About the Password Generator
A password generator creates cryptographically random passwords using your browser's built-in secure random number generator (window.crypto.getRandomValues), ensuring each password is unpredictable even if the generator itself is observed. Unlike pseudo-random generators (Math.random), cryptographic randomness provides security guarantees: an attacker who knows the algorithm and all previous outputs cannot predict the next output. Passwords can be customised by length (up to 128 characters), character sets (uppercase A-Z, lowercase a-z, digits 0-9, symbols), and optionally excluding visually ambiguous characters (0/O, 1/l/I). The calculator also shows the entropy in bits — a measure of password strength. NIST SP 800-63B recommends at least 112 bits of entropy for sensitive accounts; a 16-character password using all character types provides approximately 105 bits.
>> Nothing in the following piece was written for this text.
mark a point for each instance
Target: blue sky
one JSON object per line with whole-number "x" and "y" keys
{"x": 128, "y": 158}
Password security is critical in the USA, UK, and globally — data breach statistics show weak and reused passwords as the leading cause of account compromise.
Formula
Entropy (bits) = length × log₂(charset_size) | Charset: a-z(26), A-Z(26), 0-9(10), symbols(32) | Crack time ≈ 2^entropy / (2 × guesses_per_second)
How It Works
Random character selection: fill an array with n characters selected uniformly at random from the allowed character set. Entropy = log₂(charset_size^length) = length × log₂(charset_size). Character set sizes: lowercase only (26): 4.7 bits/char; lowercase + uppercase (52): 5.7 bits/char; + digits (62): 5.95 bits/char; + symbols (94): 6.55 bits/char. Examples: 12-char, all types (94): 12 × log₂(94) = 12 × 6.555 = 78.7 bits — acceptable for most uses. 16-char, all types: 104.9 bits — strong. 20-char, all types: 131.1 bits — excellent. For comparison: a dictionary word has ~10-15 bits; a 4-digit PIN has log₂(10000) = 13.3 bits; a 6-letter lowercase word has 6 × 4.7 = 28.2 bits — all easily brute-forced. Modern GPU clusters can attempt billions to trillions of guesses per second against hashed passwords.
Tips & Best Practices
- ✓Use a different password for every account. Password reuse is the most common way that breached credentials from one site enable attackers to compromise other accounts — a technique called credential stuffing. A password manager makes this practical.
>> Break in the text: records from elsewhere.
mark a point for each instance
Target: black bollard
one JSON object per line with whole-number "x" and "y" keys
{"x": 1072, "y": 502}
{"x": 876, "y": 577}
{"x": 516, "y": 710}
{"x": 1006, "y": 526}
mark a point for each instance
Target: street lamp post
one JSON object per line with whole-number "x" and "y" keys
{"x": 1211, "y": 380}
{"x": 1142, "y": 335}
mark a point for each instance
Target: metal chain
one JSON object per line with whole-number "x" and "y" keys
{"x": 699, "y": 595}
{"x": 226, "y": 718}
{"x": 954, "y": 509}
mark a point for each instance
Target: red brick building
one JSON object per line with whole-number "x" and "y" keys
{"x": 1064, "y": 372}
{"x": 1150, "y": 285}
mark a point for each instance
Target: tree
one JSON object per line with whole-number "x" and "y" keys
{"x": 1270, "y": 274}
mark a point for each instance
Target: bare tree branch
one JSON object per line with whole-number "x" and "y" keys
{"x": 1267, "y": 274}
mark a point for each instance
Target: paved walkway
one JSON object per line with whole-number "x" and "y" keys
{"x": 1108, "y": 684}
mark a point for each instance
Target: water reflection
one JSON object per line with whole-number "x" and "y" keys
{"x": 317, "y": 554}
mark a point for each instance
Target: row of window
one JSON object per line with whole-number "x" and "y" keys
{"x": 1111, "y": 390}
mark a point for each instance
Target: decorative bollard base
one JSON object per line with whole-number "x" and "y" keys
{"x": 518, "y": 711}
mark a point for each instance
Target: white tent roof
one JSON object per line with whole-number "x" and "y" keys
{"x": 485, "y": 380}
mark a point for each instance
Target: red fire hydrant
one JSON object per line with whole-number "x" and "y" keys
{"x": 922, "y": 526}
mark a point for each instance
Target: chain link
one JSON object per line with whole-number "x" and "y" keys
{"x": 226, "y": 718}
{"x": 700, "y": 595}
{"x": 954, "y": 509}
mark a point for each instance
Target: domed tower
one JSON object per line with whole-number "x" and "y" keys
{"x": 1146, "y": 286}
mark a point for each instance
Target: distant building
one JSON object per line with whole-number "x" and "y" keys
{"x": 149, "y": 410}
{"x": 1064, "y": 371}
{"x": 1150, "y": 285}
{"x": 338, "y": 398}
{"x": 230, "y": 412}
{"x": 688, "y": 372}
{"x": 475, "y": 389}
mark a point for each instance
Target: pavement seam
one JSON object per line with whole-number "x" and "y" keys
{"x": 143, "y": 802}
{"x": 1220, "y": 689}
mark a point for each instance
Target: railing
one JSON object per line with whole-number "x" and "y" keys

- ✓Length matters more than complexity. A 20-character lowercase password (94 bits entropy) is stronger than a 10-character mixed-case, symbol, and digit password (66 bits). The NIST 2017 guidelines dropped mandatory complexity rules in favour of emphasising length and blocking known compromised passwords.
- ✓For passwords you need to memorise (like a password manager master password), consider a passphrase — 4-6 random common words separated by spaces or symbols. "correct-horse-battery-staple" has ~52 bits entropy (from ~2000 common words: log₂(2000^4) = 43.9 bits) and is far more memorable than an equivalent random character string.
- ✓The "Have I Been Pwned" service (haveibeenpwned.com) lets you check if your email or a password has appeared in known data breaches. Many password managers integrate this check automatically. A previously breached password should never be reused.
Who Uses This Calculator
Individuals creating new accounts and needing strong, unique passwords without manual effort. IT administrators generating initial credentials for employee accounts and system access. Developers creating random secrets, API keys, session tokens, and test credentials. Security-conscious users auditing and replacing weak or reused passwords across their accounts.
Optimised for: USA · UK · Canada · Australia · Calculations run in your browser · No data stored
Frequently Asked Questions
How secure is a randomly generated password?
Security is measured in entropy bits: log2(charset_size^length). A 16-character password using uppercase, lowercase, digits, and symbols (94 characters) has log2(94^16) ≈ 105 bits of entropy — essentially unbreakable by brute force even with the most powerful computers. NIST recommends at least 80 bits for sensitive accounts.
What makes a password strong?
Length is the most important factor, followed by character set diversity. A 20-character password with only lowercase letters has more entropy than a 10-character password using all character types. Avoid dictionary words, names, dates, and patterns like "Password123!" which are trivially cracked by dictionary attacks.
Should I use a password manager?
Yes. Using a password manager lets you generate and store a unique, long, random password for every site without needing to remember them. The master password should be a long passphrase (4+ random words). Popular options include Bitwarden (open source, free), 1Password, and KeePass.